The drone base in Niger marks the opening of another far-flung U.S. military operation against al-Qaeda and its affiliates, in addition to ongoing combat missions in Afghanistan, Yemen and Somalia. The CIA is also conducting airstrikes against al-Qaeda targets in Pakistan and Yemen.

Senior U.S. officials have said for months that they would not put U.S. military “boots on the ground” in Mali, an impoverished nation that has been mired chaos since March when a U.S.-trained Malian army captain took power in a coup. But U.S. troops are becoming increasingly involved in the conflict from the skies and the rear echelons, where they are supporting the French and African militaries seeking to stabilize the region.

Obama did not explicitly reveal the drone base in his letter to Congress, but he said the U.S. troops in Niger would “provide support for intelligence collection” and share intelligence with French forces in Mali.

A U.S. defense official, speaking on condition of anonymity to provide further details about military operations, said the 40 troops who arrived in Niger Wednesday were almost all Air Force personnel and that their mission is to support drone flights.

The official said drone operations were “imminent,” but declined to say whether unmanned Predator aircraft had already arrived in Niger or how many would be deployed there. The drones will be based initially in the capital, Niamey, but military officials would like to move them eventually to the northern city of Agadez, which is closer to parts of northern Mali where al-Qaeda cells have taken root.

“That’s a better location for the mission, but it’s not feasible at this point,” the official said, adding that Agadez is a more remote city “with logistical challenges.”

The introduction of Predators to Niger fills a gap in the Pentagon’s military capabilities over the Sahara, which remains beyond the reach of its drone bases in East Africa and southern Europe.
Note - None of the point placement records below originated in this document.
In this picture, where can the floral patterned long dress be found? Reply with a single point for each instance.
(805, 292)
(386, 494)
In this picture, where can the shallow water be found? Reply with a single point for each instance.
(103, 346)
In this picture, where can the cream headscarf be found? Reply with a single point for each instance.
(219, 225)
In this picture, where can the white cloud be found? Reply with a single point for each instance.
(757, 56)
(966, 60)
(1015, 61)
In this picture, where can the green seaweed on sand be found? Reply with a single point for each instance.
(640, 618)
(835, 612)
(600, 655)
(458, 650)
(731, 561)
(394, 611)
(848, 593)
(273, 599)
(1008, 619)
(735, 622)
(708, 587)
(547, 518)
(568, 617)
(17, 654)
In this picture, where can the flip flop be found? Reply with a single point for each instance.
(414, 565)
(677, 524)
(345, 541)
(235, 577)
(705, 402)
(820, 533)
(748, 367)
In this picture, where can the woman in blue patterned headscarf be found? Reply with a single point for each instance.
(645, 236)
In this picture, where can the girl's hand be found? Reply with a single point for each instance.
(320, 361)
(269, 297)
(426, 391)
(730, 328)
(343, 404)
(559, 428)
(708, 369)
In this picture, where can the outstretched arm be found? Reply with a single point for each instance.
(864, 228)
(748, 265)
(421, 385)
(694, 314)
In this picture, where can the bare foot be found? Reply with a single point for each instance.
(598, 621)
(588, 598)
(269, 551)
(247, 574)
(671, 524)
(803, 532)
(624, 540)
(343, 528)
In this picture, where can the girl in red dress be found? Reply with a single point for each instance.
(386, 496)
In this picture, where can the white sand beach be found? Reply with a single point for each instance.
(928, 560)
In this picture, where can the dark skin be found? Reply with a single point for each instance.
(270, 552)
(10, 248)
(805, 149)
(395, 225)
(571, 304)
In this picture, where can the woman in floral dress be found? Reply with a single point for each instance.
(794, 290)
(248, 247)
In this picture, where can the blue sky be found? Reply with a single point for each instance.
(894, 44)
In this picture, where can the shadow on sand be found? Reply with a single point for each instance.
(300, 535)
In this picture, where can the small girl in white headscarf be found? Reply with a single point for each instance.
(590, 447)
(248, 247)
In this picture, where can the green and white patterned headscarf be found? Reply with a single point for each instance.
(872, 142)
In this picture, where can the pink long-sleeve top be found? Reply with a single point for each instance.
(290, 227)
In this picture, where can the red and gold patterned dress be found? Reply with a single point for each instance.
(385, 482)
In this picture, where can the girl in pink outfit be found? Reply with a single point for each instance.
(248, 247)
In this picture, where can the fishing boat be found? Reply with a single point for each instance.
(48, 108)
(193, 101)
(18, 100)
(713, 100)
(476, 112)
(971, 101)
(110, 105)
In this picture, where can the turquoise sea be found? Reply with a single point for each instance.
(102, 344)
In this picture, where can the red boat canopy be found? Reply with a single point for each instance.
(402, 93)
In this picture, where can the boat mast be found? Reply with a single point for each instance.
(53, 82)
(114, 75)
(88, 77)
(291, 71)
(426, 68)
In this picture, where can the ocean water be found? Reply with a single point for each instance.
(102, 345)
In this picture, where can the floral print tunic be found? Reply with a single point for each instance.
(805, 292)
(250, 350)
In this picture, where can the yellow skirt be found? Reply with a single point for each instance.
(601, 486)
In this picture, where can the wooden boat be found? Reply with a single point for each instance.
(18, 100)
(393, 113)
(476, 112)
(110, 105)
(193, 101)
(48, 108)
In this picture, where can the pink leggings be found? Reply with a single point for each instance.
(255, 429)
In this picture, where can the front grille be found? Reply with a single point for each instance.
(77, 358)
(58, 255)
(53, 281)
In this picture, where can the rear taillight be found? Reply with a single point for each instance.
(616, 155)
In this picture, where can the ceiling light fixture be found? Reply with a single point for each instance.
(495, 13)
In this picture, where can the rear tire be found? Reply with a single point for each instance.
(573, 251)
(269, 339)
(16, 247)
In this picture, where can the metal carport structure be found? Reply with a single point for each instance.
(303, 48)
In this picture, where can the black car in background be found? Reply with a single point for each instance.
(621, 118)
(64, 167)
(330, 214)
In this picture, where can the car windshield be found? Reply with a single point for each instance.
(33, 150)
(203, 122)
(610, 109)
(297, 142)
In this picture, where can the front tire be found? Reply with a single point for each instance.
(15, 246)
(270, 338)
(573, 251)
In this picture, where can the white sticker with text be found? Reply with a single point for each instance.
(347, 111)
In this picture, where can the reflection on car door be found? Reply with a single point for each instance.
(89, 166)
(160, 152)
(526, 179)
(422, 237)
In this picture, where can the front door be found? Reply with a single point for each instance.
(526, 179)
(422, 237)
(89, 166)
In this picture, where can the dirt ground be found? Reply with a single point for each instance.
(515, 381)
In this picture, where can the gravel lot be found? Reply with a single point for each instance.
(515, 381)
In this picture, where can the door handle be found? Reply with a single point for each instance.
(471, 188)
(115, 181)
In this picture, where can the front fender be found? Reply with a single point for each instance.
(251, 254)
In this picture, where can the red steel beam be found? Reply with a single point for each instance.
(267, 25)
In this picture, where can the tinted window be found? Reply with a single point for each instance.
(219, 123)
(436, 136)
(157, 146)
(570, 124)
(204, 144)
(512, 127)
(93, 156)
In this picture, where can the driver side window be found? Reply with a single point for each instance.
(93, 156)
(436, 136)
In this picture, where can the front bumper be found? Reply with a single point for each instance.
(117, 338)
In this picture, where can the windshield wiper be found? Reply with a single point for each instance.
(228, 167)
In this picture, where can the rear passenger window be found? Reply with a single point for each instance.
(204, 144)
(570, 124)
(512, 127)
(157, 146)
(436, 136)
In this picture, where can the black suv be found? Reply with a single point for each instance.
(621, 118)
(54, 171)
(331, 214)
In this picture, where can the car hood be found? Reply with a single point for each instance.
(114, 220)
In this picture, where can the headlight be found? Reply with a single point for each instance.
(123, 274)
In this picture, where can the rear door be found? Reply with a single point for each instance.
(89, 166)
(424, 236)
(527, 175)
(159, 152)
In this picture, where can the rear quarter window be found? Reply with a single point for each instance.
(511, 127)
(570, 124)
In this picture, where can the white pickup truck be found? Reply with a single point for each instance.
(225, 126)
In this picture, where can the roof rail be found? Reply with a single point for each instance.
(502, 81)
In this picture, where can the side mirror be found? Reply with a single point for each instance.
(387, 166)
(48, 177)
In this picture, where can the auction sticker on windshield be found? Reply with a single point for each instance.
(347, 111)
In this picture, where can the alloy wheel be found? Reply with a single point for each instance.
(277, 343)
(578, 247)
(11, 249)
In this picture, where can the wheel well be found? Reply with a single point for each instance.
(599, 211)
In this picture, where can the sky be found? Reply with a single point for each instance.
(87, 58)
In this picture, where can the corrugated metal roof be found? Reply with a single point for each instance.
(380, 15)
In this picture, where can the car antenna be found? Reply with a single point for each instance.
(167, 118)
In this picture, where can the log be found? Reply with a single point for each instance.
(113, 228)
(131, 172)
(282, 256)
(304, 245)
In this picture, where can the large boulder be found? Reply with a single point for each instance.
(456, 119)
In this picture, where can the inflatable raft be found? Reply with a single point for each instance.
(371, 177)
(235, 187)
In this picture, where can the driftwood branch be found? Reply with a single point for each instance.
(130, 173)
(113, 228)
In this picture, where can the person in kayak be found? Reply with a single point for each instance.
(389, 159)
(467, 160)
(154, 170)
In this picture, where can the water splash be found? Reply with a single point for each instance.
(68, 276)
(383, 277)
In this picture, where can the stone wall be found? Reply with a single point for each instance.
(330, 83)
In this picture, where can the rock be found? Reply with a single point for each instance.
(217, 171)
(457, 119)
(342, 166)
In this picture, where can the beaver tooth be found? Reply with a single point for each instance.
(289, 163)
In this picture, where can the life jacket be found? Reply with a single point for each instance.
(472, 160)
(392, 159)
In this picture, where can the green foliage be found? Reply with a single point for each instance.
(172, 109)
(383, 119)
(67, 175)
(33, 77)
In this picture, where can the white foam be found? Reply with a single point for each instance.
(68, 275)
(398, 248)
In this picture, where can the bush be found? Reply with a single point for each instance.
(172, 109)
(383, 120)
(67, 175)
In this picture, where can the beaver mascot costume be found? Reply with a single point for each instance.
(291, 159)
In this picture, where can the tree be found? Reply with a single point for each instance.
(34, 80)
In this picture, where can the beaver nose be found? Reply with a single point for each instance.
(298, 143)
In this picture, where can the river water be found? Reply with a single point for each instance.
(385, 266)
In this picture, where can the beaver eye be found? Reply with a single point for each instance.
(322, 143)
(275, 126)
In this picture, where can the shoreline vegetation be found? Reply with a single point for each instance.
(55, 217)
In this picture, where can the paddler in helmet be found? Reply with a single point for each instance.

The U.S. military has been flying a handful of small turboprop surveillance planes over northern Mali and West Africa for years, but the PC-12 aircraft are limited in range and lack the sophisticated sensors that Predators carry.

U.S. military contractors have been flying PC-12 surveillance aircraft from Agadez for several months. But those planes do not carry military markings and only require a handful of people to operate.

In contrast, Predators need ground crews to launch and recover the drones as well as to repair and maintain them. Those crews, in turn, require armed personnel for protection.

The U.S. defense official said it is likely that more U.S. troops will deploy to Niger, but declined to be specific. "I think it’s safe to say the number will probably grow.”

The Predators in Niger will only conduct surveillance, not airstrikes, the official said. “This is purely an intelligence gathering mission,” he said. Other officials said the Obama administration had not ruled out arming the Predators with missiles in the future.

Information collected from reconnaissance missions will be shared with the French and other African militaries so they can attack al-Qaeda targets, officials said.